Pritzker and other Illinois Democrats argue that, during the pandemic, the act has been improperly invoked by some seeking to skirt testing, vaccine and masking mandates at work.
The amendment would help protect an employer’s ability to implement those requirements. It still allows for religious or medical objections.
State Rep. Robyn Gabel, D-Evanston, who filed the amendment to the Illinois law, called the governor’s signing of the legislation a “critical action to protect people in high-risk environments … from the dangers of COVID-19.”
Blue Room Stream file
State Rep. Robyn Gabel, D-Evanston, speaks on the House floor last month.

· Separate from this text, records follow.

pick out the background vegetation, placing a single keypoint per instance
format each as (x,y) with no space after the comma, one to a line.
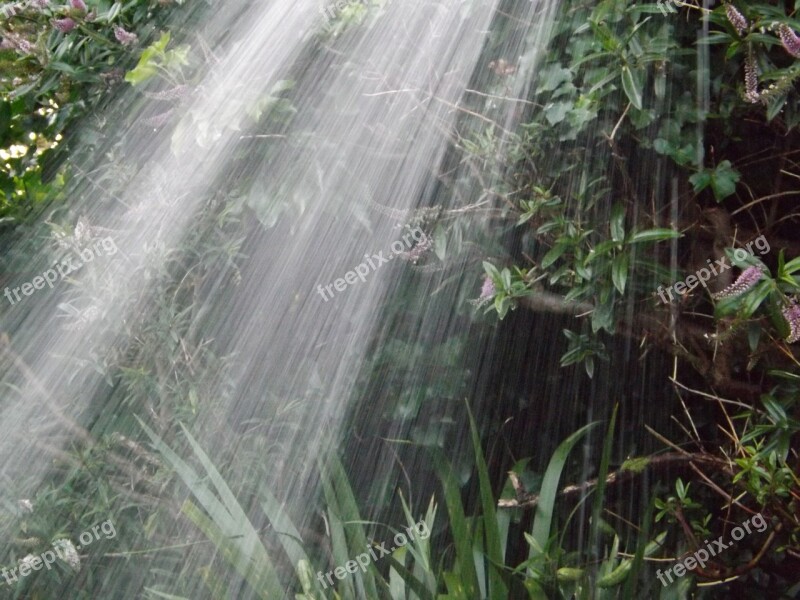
(676,141)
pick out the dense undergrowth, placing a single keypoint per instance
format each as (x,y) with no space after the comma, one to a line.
(675,141)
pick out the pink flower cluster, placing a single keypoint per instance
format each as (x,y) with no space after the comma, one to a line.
(68,23)
(792,316)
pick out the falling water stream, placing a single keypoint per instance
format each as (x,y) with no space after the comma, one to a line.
(348,172)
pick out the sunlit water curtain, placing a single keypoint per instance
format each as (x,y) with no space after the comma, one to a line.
(240,233)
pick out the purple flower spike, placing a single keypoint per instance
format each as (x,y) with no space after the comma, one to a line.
(737,19)
(749,277)
(64,25)
(792,316)
(126,38)
(751,79)
(488,289)
(790,40)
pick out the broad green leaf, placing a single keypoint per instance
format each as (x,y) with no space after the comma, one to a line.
(619,272)
(632,84)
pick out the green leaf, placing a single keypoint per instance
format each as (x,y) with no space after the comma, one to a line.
(632,85)
(459,527)
(619,272)
(543,519)
(618,222)
(655,235)
(553,254)
(493,549)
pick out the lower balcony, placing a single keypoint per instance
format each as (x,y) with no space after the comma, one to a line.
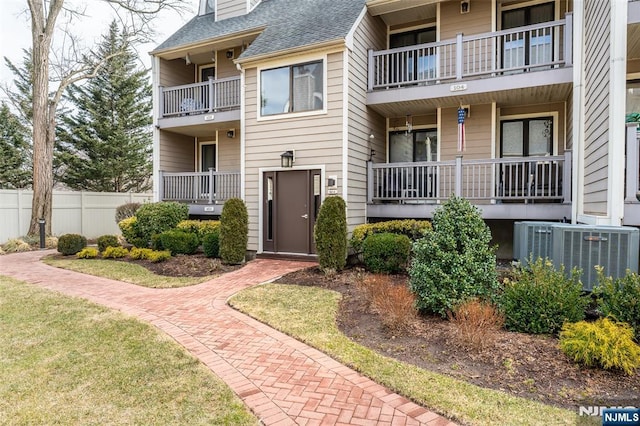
(534,188)
(204,192)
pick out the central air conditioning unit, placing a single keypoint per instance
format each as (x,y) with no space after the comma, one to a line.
(532,239)
(615,248)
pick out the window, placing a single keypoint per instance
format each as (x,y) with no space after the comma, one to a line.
(526,137)
(527,47)
(294,88)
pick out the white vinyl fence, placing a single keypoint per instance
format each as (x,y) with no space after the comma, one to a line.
(91,214)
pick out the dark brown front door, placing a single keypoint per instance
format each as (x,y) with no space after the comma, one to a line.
(291,202)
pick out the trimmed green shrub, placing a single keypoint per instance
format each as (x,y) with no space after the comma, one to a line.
(139,253)
(540,299)
(131,233)
(179,242)
(414,229)
(454,263)
(330,233)
(199,227)
(105,241)
(159,256)
(211,244)
(234,231)
(69,244)
(603,343)
(386,253)
(87,253)
(115,253)
(620,298)
(126,211)
(16,245)
(155,218)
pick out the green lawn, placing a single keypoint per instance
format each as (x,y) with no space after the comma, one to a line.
(308,314)
(123,271)
(66,361)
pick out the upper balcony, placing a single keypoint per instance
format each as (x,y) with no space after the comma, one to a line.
(486,66)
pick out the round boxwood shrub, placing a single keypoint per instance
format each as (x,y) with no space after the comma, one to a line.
(330,233)
(540,299)
(455,262)
(234,231)
(69,244)
(126,210)
(179,242)
(211,244)
(155,218)
(105,241)
(386,252)
(620,298)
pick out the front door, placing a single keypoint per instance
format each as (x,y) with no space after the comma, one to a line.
(290,203)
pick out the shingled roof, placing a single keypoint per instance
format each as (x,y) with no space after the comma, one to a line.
(285,25)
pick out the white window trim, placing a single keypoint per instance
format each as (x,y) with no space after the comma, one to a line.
(292,62)
(554,114)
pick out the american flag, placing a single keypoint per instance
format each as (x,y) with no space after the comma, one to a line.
(461,114)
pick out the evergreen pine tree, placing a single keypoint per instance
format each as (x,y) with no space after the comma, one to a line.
(15,171)
(106,140)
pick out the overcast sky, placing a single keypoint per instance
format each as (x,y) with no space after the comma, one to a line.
(15,29)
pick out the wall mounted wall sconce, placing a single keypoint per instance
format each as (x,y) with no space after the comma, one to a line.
(287,159)
(465,6)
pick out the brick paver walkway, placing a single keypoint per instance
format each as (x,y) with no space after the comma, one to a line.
(281,379)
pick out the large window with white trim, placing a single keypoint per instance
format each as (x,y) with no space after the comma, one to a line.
(293,88)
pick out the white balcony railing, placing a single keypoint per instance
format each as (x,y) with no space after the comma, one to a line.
(545,178)
(200,98)
(199,187)
(523,49)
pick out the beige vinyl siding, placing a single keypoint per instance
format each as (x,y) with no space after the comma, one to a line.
(177,152)
(230,8)
(175,73)
(317,139)
(558,107)
(452,22)
(228,152)
(596,111)
(362,121)
(477,130)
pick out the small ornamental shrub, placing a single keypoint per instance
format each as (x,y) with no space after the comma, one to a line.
(155,218)
(126,211)
(454,262)
(16,245)
(475,324)
(394,302)
(199,227)
(131,233)
(603,343)
(211,244)
(414,229)
(139,253)
(386,253)
(234,231)
(159,256)
(330,233)
(620,298)
(87,253)
(541,299)
(105,241)
(179,242)
(69,244)
(115,253)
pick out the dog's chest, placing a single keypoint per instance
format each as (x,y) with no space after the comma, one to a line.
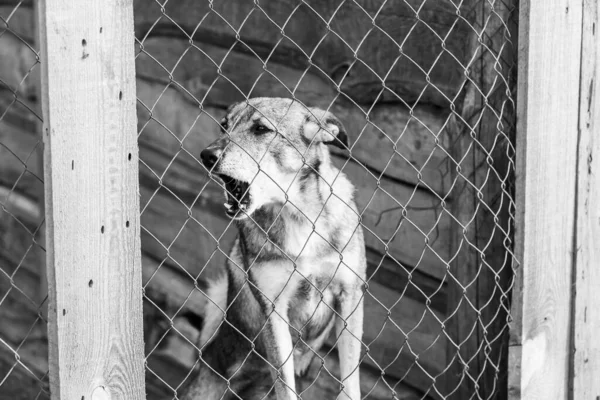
(304,240)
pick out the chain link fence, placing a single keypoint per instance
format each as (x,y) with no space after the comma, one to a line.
(426,90)
(23,343)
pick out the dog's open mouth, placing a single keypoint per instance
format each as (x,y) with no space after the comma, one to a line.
(237,193)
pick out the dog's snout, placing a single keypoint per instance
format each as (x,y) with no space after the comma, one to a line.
(210,156)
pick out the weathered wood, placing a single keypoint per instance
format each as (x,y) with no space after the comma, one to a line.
(405,49)
(550,39)
(480,272)
(586,324)
(171,148)
(418,157)
(92,204)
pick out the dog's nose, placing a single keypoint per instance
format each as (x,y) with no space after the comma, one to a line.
(210,156)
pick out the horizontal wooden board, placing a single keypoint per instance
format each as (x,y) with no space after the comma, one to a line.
(417,157)
(179,235)
(406,48)
(397,217)
(393,139)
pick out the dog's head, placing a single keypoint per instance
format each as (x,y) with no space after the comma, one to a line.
(267,145)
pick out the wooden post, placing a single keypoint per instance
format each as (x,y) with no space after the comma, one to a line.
(586,360)
(548,133)
(92,200)
(480,271)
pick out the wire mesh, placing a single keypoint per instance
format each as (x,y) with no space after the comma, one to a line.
(23,339)
(426,91)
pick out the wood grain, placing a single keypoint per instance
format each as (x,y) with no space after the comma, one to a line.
(586,323)
(406,47)
(550,38)
(92,203)
(421,143)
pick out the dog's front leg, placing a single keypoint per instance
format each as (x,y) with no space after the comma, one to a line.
(349,330)
(278,341)
(277,282)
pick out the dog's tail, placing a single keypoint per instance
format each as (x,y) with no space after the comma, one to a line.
(215,308)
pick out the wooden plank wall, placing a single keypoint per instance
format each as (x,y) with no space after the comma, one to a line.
(91,180)
(409,174)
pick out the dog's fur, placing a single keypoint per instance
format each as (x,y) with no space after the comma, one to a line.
(297,267)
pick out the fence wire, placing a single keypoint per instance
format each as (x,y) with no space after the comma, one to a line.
(23,339)
(426,92)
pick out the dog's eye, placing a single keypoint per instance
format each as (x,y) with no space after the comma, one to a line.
(260,129)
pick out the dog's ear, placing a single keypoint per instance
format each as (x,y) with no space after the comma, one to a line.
(323,126)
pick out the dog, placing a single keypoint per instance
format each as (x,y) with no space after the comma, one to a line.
(297,267)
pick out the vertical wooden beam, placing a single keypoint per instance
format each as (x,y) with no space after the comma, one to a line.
(92,200)
(482,146)
(586,360)
(548,99)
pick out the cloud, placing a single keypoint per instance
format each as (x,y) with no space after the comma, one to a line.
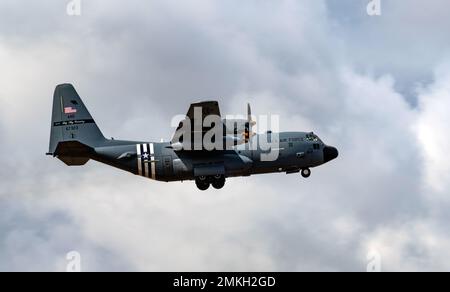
(305,60)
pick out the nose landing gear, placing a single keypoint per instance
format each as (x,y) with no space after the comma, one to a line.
(306,172)
(203,183)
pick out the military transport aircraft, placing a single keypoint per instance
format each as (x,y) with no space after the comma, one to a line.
(75,139)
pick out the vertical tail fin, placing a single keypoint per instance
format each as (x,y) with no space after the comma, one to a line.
(73,131)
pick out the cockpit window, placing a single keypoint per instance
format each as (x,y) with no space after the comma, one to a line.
(312,137)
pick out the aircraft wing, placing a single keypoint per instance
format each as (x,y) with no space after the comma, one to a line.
(194,121)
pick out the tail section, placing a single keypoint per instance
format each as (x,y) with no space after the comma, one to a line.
(74,132)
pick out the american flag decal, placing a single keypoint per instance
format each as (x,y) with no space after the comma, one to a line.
(69,110)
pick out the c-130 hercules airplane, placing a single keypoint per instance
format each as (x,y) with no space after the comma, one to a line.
(75,139)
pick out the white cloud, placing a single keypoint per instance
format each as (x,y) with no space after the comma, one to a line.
(145,62)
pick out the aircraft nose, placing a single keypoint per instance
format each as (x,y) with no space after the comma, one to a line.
(330,153)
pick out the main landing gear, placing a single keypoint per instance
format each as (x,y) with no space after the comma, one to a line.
(204,182)
(306,172)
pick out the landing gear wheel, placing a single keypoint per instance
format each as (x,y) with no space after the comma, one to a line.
(202,184)
(218,182)
(306,172)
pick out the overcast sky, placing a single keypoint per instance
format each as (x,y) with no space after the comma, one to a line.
(378,88)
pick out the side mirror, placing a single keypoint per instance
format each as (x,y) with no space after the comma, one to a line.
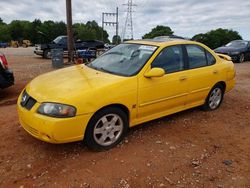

“While this law will not take away anyone’s right to claim exemptions based on religion or medical need, it prevents a small group of people from distorting the meaning of the Health Care Right of Consciousness Act and putting some of our most vulnerable members of society in danger,” Gabel said in a statement. “I would like to thank Governor Pritzker for the steps he’s taking today.”
But Pritzker’s Republican rivals in the governor’s race denounced the amendment as “scary legislation” and another example of the Chicago Democrat’s “tyrannical rule.”
“He continues to strip individual freedoms and make decisions that should be between an individual and their doctor,” said state Sen. Darren Bailey of downstate Xenia. “A few months ago we called healthcare workers heroes [but] now Pritzker wants to ensure they can be fired if they don’t submit to his tyrannical rule.
“These never-ending mandates and radical attacks by Pritzker on individual freedom must stop.”
The campaign of venture capitalist Jesse Sullivan argued the Health Care Right of Conscience Act was in place to “ensure no one could be discriminated against in their job because of their conscientious objection to not getting a medical procedure.
“Over 50,000 Illinoisans filed witness slips against this radical change,” according to Sullivan’s campaign statement. “Nevertheless, Pritzker pushed ahead, once again demonstrating his disregard for the will of the people. Jesse Sullivan opposes this scary legislation.”
Suburban businessman Gary Rabine said the “idea that employers can mandate a vaccine and be protected from lawsuits ought to frighten us all. … Governor Pritzker may not like the choices people make, but he should respect their right to make decisions for themselves.”
The Bull Valley Republican gubernatorial candidate argued “our individual rights and freedoms were dealt a major setback today.
“Illinois does not need a despot. The residents of our state need and deserve a Governor who will listen to them and treat them with dignity and respect.”